In light of Vatican II and what has come out of it, it’s necessary to say that I am not hopeful or optimistic about the possibility of “anonymous Christians”. This idea says that, despite what Jesus taught, our faith doesn’t save us, but our actions do. Neither am I hopeful or optimistic about the salvation of Christians who choose not to do the things Jesus commanded.
“Salvation” used to seem like something that needed no explanation when talking to other Christians. Then one day someone one said to me, “What do you mean by salvation?” To some it means simply release from earthly restrictions: poverty, slavery, oppression, etc. I don’t think that aligns with Jesus’ teachings.
In fact, it sounds pretty similar to the Word-Faith doctrine, only instead of riches Jesus promises just a little bit more than you have now…a little more freedom, a little more comfort, a little more money. This doesn’t sound like the Gospel to me.
Let me be clear: I think we, as Christians, should be working to free captives, empower the oppressed, and lift up the poor. But this is not the salvation that Jesus promised. If it is, what do we say to Onesimus? What about the Christian slaves who were not set free? What about those who remained poor, or got poorer after their conversion?

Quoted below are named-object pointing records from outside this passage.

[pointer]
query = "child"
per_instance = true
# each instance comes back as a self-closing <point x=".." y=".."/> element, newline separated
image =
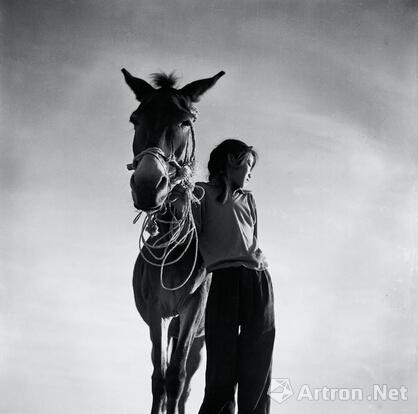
<point x="239" y="320"/>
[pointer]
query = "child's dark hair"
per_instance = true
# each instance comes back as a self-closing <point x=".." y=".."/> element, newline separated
<point x="220" y="159"/>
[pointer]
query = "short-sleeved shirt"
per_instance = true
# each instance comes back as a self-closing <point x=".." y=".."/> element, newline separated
<point x="228" y="232"/>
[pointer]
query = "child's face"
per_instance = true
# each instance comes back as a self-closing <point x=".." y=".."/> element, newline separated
<point x="240" y="174"/>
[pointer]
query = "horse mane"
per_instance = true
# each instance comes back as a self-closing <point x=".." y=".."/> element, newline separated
<point x="164" y="80"/>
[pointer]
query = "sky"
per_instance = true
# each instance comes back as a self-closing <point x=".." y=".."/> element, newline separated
<point x="326" y="91"/>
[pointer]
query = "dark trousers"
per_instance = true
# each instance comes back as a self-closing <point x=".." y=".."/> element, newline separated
<point x="239" y="334"/>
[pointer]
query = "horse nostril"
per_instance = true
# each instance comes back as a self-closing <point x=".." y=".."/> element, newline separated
<point x="162" y="183"/>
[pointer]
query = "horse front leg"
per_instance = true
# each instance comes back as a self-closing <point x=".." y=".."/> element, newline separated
<point x="158" y="333"/>
<point x="190" y="319"/>
<point x="194" y="360"/>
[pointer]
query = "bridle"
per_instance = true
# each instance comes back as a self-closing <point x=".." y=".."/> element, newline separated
<point x="181" y="231"/>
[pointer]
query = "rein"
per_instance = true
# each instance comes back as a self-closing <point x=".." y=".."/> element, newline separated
<point x="181" y="231"/>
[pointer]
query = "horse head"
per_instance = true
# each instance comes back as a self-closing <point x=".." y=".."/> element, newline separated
<point x="163" y="144"/>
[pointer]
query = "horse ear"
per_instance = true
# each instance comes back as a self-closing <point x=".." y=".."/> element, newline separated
<point x="140" y="88"/>
<point x="195" y="89"/>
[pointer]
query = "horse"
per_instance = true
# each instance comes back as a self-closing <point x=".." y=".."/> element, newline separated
<point x="164" y="151"/>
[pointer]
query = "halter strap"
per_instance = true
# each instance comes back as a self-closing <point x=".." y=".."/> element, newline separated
<point x="181" y="174"/>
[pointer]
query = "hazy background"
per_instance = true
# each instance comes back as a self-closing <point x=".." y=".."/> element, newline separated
<point x="327" y="93"/>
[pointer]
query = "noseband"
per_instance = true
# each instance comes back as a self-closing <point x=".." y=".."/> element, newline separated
<point x="178" y="174"/>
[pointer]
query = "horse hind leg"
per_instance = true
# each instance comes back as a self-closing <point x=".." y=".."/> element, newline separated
<point x="158" y="333"/>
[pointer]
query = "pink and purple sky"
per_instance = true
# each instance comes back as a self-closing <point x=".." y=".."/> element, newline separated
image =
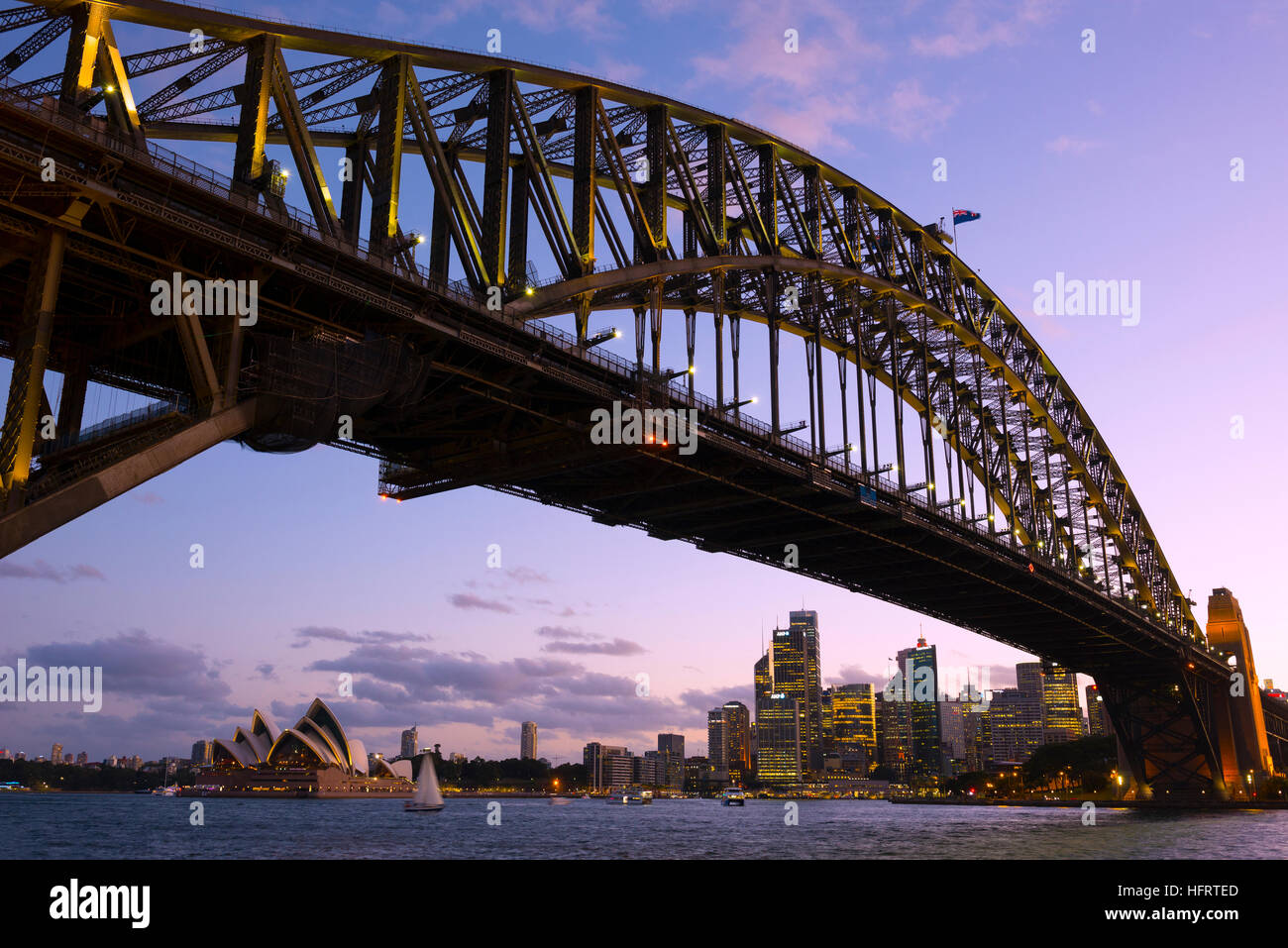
<point x="1107" y="165"/>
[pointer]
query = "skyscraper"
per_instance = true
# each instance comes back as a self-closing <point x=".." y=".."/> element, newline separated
<point x="809" y="690"/>
<point x="671" y="743"/>
<point x="737" y="742"/>
<point x="894" y="728"/>
<point x="717" y="743"/>
<point x="1013" y="724"/>
<point x="202" y="753"/>
<point x="919" y="674"/>
<point x="791" y="669"/>
<point x="778" y="725"/>
<point x="1061" y="716"/>
<point x="854" y="727"/>
<point x="1098" y="715"/>
<point x="670" y="754"/>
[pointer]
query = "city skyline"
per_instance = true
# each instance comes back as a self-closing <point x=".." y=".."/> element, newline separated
<point x="417" y="737"/>
<point x="282" y="607"/>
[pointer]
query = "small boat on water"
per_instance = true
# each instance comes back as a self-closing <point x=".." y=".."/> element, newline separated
<point x="428" y="797"/>
<point x="631" y="797"/>
<point x="733" y="796"/>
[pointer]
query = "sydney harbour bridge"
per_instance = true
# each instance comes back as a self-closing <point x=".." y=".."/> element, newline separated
<point x="945" y="464"/>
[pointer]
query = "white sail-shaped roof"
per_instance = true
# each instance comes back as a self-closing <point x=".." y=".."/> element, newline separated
<point x="360" y="756"/>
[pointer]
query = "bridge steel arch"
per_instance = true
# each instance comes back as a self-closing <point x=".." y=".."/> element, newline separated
<point x="593" y="176"/>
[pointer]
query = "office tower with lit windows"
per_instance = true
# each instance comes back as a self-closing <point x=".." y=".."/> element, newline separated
<point x="671" y="743"/>
<point x="737" y="742"/>
<point x="918" y="669"/>
<point x="1061" y="716"/>
<point x="780" y="729"/>
<point x="1028" y="678"/>
<point x="952" y="728"/>
<point x="202" y="753"/>
<point x="894" y="723"/>
<point x="854" y="727"/>
<point x="670" y="755"/>
<point x="716" y="741"/>
<point x="599" y="773"/>
<point x="1014" y="724"/>
<point x="528" y="741"/>
<point x="1098" y="715"/>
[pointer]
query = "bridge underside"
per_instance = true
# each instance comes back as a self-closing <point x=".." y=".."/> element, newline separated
<point x="446" y="394"/>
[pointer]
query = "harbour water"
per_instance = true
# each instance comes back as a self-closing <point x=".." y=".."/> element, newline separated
<point x="75" y="826"/>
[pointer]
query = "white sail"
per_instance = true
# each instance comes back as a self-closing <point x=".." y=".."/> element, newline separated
<point x="426" y="786"/>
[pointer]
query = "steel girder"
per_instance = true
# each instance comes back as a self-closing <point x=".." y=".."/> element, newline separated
<point x="761" y="219"/>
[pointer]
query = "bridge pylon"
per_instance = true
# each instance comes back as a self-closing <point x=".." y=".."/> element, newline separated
<point x="1245" y="747"/>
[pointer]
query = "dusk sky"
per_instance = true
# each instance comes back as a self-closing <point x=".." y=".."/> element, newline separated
<point x="1106" y="165"/>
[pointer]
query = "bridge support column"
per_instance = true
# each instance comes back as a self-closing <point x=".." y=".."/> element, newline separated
<point x="1164" y="732"/>
<point x="31" y="355"/>
<point x="389" y="138"/>
<point x="772" y="318"/>
<point x="249" y="159"/>
<point x="1249" y="742"/>
<point x="71" y="402"/>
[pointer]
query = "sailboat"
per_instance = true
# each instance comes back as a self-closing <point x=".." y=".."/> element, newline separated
<point x="426" y="798"/>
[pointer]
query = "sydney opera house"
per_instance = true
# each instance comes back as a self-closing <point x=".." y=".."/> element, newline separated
<point x="313" y="759"/>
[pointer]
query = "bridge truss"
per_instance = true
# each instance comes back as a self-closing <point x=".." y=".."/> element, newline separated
<point x="961" y="445"/>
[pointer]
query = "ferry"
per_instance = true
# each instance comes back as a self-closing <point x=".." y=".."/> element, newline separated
<point x="630" y="796"/>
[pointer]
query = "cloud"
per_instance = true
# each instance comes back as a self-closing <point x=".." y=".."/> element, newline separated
<point x="576" y="642"/>
<point x="40" y="570"/>
<point x="137" y="665"/>
<point x="330" y="633"/>
<point x="857" y="675"/>
<point x="700" y="700"/>
<point x="804" y="95"/>
<point x="464" y="600"/>
<point x="1067" y="143"/>
<point x="404" y="683"/>
<point x="563" y="633"/>
<point x="617" y="647"/>
<point x="527" y="575"/>
<point x="912" y="114"/>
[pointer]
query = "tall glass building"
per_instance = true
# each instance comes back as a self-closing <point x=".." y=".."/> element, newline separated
<point x="737" y="741"/>
<point x="1061" y="715"/>
<point x="1098" y="716"/>
<point x="854" y="725"/>
<point x="778" y="727"/>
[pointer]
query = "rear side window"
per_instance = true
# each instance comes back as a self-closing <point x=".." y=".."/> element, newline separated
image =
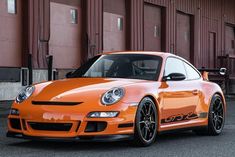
<point x="174" y="65"/>
<point x="192" y="74"/>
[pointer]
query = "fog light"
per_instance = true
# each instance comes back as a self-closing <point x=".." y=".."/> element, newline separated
<point x="102" y="114"/>
<point x="15" y="112"/>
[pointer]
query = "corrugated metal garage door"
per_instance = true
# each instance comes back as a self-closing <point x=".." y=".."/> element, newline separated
<point x="230" y="44"/>
<point x="114" y="25"/>
<point x="212" y="50"/>
<point x="183" y="35"/>
<point x="10" y="33"/>
<point x="65" y="40"/>
<point x="152" y="28"/>
<point x="230" y="40"/>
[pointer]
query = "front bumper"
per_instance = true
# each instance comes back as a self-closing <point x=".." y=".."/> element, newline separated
<point x="106" y="138"/>
<point x="51" y="122"/>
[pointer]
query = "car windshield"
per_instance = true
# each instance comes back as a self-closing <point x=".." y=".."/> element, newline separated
<point x="132" y="66"/>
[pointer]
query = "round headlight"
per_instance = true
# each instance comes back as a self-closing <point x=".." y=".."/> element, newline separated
<point x="112" y="96"/>
<point x="25" y="94"/>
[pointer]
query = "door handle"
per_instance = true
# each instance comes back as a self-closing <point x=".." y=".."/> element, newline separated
<point x="195" y="92"/>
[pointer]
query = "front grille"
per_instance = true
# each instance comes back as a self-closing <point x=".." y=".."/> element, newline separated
<point x="95" y="126"/>
<point x="50" y="126"/>
<point x="58" y="103"/>
<point x="15" y="123"/>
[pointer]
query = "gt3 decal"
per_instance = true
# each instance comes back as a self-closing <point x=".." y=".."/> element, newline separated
<point x="179" y="117"/>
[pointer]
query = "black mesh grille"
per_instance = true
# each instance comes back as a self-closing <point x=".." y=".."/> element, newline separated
<point x="50" y="126"/>
<point x="95" y="126"/>
<point x="15" y="124"/>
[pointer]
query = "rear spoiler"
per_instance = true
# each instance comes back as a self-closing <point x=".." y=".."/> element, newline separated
<point x="205" y="72"/>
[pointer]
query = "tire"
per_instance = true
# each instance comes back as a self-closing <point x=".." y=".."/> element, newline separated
<point x="216" y="118"/>
<point x="146" y="123"/>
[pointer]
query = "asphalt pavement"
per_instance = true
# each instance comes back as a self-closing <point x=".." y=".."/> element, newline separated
<point x="183" y="144"/>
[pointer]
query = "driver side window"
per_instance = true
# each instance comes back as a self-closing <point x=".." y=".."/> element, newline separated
<point x="174" y="65"/>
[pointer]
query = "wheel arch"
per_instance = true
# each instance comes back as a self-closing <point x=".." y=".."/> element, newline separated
<point x="154" y="99"/>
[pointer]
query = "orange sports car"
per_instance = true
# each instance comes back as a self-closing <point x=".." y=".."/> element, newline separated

The salvation that Jesus promised is much more than that. It’s eternal. He says those who believe will not be condemned; that he has gone to prepare a place for us; that the criminal would be with him in paradise. These are not promises of temporal comfort, but of eternal redemption.
But he was pierced for our transgressions,
he was crushed for our iniquities;
the punishment that brought us peace was upon him,
and by his wounds we are healed.
We all, like sheep, have gone astray,
each of us has turned to his own way;
and the LORD has laid on him
the iniquity of us all.
Jesus takes the punishment for our sin, thereby saving us from Hell. As a result we are set free from our bondage to sin, empowered against the oppression of the “principalities and powers”, and blessed with spiritual riches. Though incredibly imperfect, our response to that is “Christianity.”
There are two Christiainies: Cultural Christianity, which I’ll refer to as “Christendom”, and our best attempts at following the Way of Jesus, which I will simply call, “Christianity”. I think recognizing these as to separate entities that interact and overlap, but are not one in the same, will help communication.
Christendom is what you are witnessing when you see clearly unregenerate people claiming Christ but living in opposition to him. Christendom tells people that all that is important is that you show up…participation is optional. Christendom allows people to say, “Jesus is Lord,” while choosing to remain completely consumed by greed, pride, lust, selfishness, and hatred.
Christianity is about trying to follow the teachings of Christ and the Apostles in the purest sense. The Way is an ideal. It’s what we move towards. It’s what Paul was talking about when he said, “Not that I have already obtained all this, or have already been made perfect, but I press on to take hold of that for which Christ Jesus took hold of me.” It’s what our lives look like when we are abiding in the True Vine. Christianity is us trying to reach it.